GOP lawmakers said they were not impressed by the Department of Interior's $14 billion proposed budget, as the House Natural Resources Committee reviewed the agency's budget in a hearing Tuesday. Chairman Rob Bishop, R-Utah, said the budget "rewards friends, punishes enemies, listens to some and not to others."

He told Jewell and Democrats on the committee that defending the budget would be a spin worthy of a circus.

"Your spin is going to be the envy of every Las Vegas contortionist because this budget could have been a blueprint for future cooperation," he said, "and instead I think it's a blueprint for future partisan bickering. It's not what it could have been and I feel bad about that."

Other Republicans on the committee hit Jewell for the budget's reduction of oil and gas tax credits and the increase of coal mining royalties to pay for renewable energy development and the Land and Water Conservation Fund.

Rep. Cynthia Lummis, R-Wyo., said the policies listed in the budget would harm her state's budget.

"You're destroying my state's economy and I'm not exaggerating," Lummis said.

"The policies you have initiated regarding to jacking up coal, oil and gas royalties ... There were coal miner job reductions in every month in 2015."

Jewell said the decline in jobs in the energy sector, especially coal, were the work of market forces and not the result of the Obama administration's regulations.
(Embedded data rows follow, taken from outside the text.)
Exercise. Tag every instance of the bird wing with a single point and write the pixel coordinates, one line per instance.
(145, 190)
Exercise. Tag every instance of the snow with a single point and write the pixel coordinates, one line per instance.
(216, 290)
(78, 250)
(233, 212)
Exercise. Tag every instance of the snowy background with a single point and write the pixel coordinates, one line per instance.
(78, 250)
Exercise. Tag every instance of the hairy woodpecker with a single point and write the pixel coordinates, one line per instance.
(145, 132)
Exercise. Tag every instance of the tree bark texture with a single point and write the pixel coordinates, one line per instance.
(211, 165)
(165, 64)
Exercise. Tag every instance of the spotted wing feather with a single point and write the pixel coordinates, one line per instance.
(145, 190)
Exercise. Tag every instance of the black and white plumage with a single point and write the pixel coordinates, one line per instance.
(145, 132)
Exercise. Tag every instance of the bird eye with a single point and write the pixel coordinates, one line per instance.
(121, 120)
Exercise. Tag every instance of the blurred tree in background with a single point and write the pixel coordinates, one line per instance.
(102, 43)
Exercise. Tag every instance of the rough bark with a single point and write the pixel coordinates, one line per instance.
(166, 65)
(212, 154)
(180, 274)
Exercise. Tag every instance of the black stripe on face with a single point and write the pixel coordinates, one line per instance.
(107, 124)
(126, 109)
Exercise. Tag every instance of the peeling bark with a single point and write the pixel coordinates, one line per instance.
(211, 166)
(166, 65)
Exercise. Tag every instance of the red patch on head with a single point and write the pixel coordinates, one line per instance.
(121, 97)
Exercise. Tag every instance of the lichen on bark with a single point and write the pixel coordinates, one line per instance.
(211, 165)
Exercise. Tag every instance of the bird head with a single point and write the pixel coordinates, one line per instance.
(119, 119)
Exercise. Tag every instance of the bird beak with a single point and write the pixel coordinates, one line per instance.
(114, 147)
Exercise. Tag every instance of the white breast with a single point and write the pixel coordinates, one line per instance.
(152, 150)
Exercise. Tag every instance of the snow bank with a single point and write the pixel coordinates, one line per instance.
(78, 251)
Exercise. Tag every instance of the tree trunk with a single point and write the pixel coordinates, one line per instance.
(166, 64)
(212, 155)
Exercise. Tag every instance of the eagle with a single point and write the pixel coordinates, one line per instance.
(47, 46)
"Oil, gas and coal are tied to commodity prices, and you also have a situation in the case of coal where natural gas has become a competitor to coal," she said.

While many Democrats on the committee had their own concerns about the budget, namely the amount of money to help prevent drought in the West, they mostly supported Jewell and her department.

Rep. Raul Grijalva, D-Ariz., said Republicans were being hypocritical in their criticisms without providing solutions.

"House Republicans have no budget of their own and can't seem to pass individual appropriations bills," he said. "But that doesn't stop them from having loud opinions about the administration's proposals."